--¿Qué ha significado para usted el premio de la Unión de Autores?

--Yo con los premios tengo una distancia la mar de sana. Siempre digo que a Paul Newman le gustaba mucho correr en coche porque decía que era la única manera de saber si era el primero. Muchas veces el público aplaude algo vulgar que no tiene mérito, y a veces se pasa por alto cosas que merecerían una reverencia. Pero agradezco el premio de mis compañeros de oficio.

--¿Cuál es el mensaje de Novecento, el pianista del océano que va a representar en el Teatro de la Estación?

--En primer lugar, es una historia bellísima y yo creo que a todos nos gusta que nos cuenten historias. En segundo lugar, hay toda una reflexión acerca de la amistad, de la admiración, mezclado con notas de humor y con mucha emoción. Si eres persona de lágrima fácil, trae kleenex (ríe).

--Es su primer monólogo, ¿cómo se enfrenta a él y por qué se estrena tan tarde en el género?

--Tampoco me han ofrecido tantos, en los últimos tiempos más con eso de que la crisis obliga a hacer funciones baratas. Y porque yo soy un actor raro con no mucha vanidad y los monólogos que me habían ofrecido eran de mucho exhibicionismo actoral, de mucho ejercicio circense, y la historia era un poco secundaria.
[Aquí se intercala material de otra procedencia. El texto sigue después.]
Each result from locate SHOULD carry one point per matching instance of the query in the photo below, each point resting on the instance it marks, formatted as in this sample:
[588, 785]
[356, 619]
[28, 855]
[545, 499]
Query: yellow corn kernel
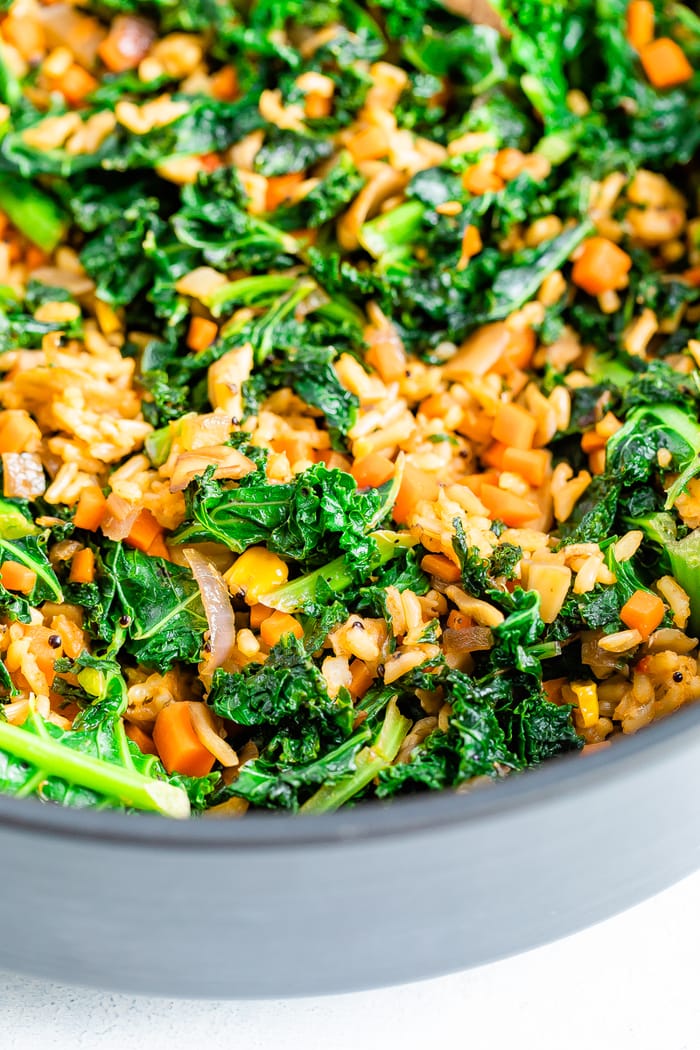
[587, 698]
[552, 584]
[257, 571]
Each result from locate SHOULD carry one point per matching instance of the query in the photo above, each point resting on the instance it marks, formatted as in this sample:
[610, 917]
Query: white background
[632, 983]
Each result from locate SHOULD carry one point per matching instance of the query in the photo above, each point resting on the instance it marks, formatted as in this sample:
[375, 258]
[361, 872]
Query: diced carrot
[478, 180]
[459, 621]
[18, 432]
[224, 84]
[416, 485]
[493, 455]
[91, 508]
[158, 548]
[317, 105]
[43, 651]
[144, 531]
[142, 740]
[531, 464]
[334, 460]
[518, 353]
[601, 267]
[14, 575]
[278, 624]
[295, 446]
[640, 23]
[476, 481]
[211, 162]
[362, 678]
[178, 747]
[471, 245]
[372, 470]
[280, 189]
[436, 405]
[76, 84]
[665, 63]
[71, 635]
[82, 567]
[369, 144]
[202, 333]
[25, 34]
[642, 612]
[438, 565]
[258, 613]
[513, 425]
[508, 507]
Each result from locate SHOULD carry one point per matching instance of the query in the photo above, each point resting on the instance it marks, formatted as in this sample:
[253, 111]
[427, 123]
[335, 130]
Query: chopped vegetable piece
[277, 625]
[642, 612]
[601, 267]
[665, 63]
[91, 508]
[640, 23]
[17, 576]
[178, 747]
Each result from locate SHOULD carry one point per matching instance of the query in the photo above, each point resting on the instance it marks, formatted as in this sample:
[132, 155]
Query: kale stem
[129, 786]
[294, 596]
[32, 211]
[369, 761]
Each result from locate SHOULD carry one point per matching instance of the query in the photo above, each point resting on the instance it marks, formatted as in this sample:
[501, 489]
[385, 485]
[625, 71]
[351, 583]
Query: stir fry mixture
[349, 429]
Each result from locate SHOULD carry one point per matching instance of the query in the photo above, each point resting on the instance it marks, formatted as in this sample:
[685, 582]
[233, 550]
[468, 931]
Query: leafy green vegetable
[308, 520]
[33, 211]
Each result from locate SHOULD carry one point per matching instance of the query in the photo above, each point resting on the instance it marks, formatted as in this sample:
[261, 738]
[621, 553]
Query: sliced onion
[216, 601]
[132, 37]
[22, 476]
[205, 727]
[120, 517]
[229, 462]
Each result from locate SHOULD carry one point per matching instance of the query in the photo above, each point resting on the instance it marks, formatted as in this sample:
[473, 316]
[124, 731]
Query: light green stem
[369, 761]
[295, 596]
[129, 786]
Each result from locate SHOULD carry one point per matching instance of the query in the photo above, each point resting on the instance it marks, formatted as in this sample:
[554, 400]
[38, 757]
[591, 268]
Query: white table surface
[632, 983]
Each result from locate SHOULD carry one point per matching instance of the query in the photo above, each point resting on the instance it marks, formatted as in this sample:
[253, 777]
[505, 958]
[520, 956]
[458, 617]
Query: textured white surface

Cuando Raúl Fuertes, el director, me lo ofreció, lo que realmente me enamoró fue la historia y yo lo que quería era ver la cara de la gente cuando se la contara.

--Y se sube al escenario en solitario y se rodea de una escenografía muy desnuda.
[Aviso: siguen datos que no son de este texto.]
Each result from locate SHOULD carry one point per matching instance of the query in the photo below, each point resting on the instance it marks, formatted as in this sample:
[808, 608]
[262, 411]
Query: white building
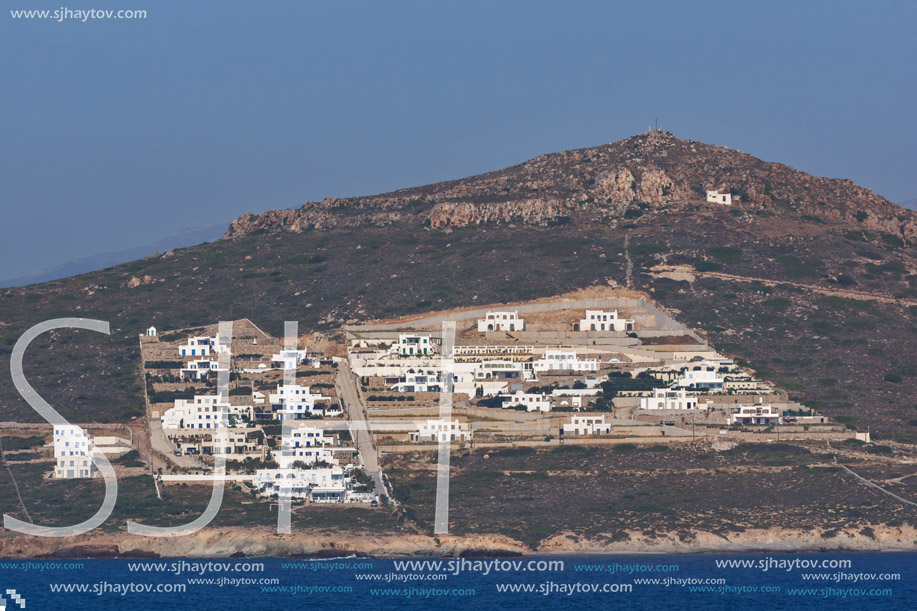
[716, 197]
[441, 431]
[755, 414]
[501, 321]
[410, 344]
[533, 402]
[200, 369]
[288, 359]
[306, 444]
[702, 376]
[73, 450]
[600, 320]
[297, 402]
[205, 412]
[574, 397]
[667, 399]
[564, 358]
[593, 424]
[323, 485]
[203, 346]
[418, 382]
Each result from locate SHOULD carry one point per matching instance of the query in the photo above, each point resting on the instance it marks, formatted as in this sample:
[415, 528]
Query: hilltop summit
[651, 172]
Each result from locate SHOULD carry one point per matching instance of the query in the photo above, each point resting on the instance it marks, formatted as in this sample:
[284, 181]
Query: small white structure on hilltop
[755, 414]
[203, 346]
[201, 368]
[666, 399]
[600, 320]
[296, 402]
[324, 485]
[441, 431]
[410, 344]
[593, 424]
[73, 449]
[555, 359]
[288, 359]
[533, 402]
[716, 197]
[305, 444]
[501, 321]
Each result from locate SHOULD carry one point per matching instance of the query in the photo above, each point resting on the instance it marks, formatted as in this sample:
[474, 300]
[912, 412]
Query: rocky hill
[599, 185]
[810, 281]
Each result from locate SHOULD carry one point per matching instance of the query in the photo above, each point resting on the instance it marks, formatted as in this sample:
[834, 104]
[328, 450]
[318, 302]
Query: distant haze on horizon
[119, 133]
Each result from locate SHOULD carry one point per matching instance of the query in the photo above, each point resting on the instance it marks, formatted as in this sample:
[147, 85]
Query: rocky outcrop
[590, 185]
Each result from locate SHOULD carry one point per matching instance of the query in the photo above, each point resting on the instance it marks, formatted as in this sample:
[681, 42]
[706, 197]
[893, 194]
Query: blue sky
[117, 132]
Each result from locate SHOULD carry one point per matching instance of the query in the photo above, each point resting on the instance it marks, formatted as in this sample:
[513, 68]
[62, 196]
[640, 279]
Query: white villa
[410, 344]
[716, 197]
[73, 450]
[441, 431]
[533, 402]
[203, 346]
[306, 444]
[297, 402]
[204, 412]
[667, 399]
[200, 369]
[324, 485]
[564, 358]
[501, 321]
[418, 382]
[288, 359]
[755, 414]
[594, 424]
[600, 320]
[703, 376]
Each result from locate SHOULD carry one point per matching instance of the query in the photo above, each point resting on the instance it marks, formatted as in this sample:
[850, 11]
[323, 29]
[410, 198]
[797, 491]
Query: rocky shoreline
[224, 543]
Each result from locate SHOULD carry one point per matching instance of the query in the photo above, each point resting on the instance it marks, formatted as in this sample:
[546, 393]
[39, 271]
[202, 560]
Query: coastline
[239, 543]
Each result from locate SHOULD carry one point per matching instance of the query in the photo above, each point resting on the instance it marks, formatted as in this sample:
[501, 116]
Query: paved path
[346, 384]
[845, 293]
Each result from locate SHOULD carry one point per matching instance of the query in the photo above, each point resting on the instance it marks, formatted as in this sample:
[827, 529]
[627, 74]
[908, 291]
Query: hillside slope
[778, 280]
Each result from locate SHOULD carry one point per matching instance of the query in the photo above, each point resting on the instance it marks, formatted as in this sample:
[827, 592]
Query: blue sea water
[712, 582]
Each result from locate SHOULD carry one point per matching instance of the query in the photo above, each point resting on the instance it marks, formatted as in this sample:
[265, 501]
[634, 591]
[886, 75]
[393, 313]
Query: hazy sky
[118, 132]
--Empezamos a ensayar con elementos: maletas, llevaba una gabardina, un sombrero, un paraguas, había una silla, un banco... Poco a poco nos dimos cuenta de que no hacía falta porque es un trompetista mayor que lo ha perdido todo, ha vendido hasta la trompeta. Solo tiene una cosa, una historia, la historia de su amigo Novecento. Y no hace falta nada más porque gran parte del buen teatro transcurre en la imaginación del espectador. No hay música, no hay nada. Sin embargo, todo el mundo dice: "he visto el barco y he oído la música".

--¿No hay música?

--No hay absolutamente nada. Sin embargo, la gente dice que se oye. ¿Qué música voy a poner más potente que la que se pueda imaginar el espectador? Lo que sí que hay es un estudiadísimo y complicado juego de luces.

--El pianista en el océano parte de una novela que se convirtió en película y ahora, en un monólogo teatral. ¿Qué cambios ha sufrido a raíz de las adaptaciones?

--En realidad, Alessandro Baricco, en el prólogo de su obra, dice que no sabe muy bien lo que ha escrito. Dice: "esto lo escribí para un actor, pero yo no sé si es un texto dramático, es un cuento..." Baricco no era un dramaturgo, era un novelista y se nota. Nosotros hemos sido fieles al texto de Baricco salvo en que hemos quitado unas introspecciones poéticas que no venían a cuento porque al verbalizarlas no quedaban bien.

--Desde su punto de vista, ¿cuál ha sido el cambio más significativo que ha sufrido el teatro desde los años sesenta, cuando usted empezó, hasta los años actuales?

--Los cambios han sido evolutivos, poco a poco, no siempre para bien. El famoso 21% de IVA se está cargando el teatro. Ahora solo se hacen funciones de dos o tres personajes porque las cuentas no salen. Casi no salen con Novecento, es terrorífico. Por otra parte, leí un estudio de dos sociólogos que decían que se estaba detectando una especie de cansancio de lo audiovisual porque estamos rodeados por todas partes de imágenes. Sin embargo, los conciertos están llenos y con el teatro pasa algo similar: hay una necesidad de verlo en directo. El teatro tiene una ventaja: siendo mentira, paradójicamente, es verdad, y con eso no hay quien pueda.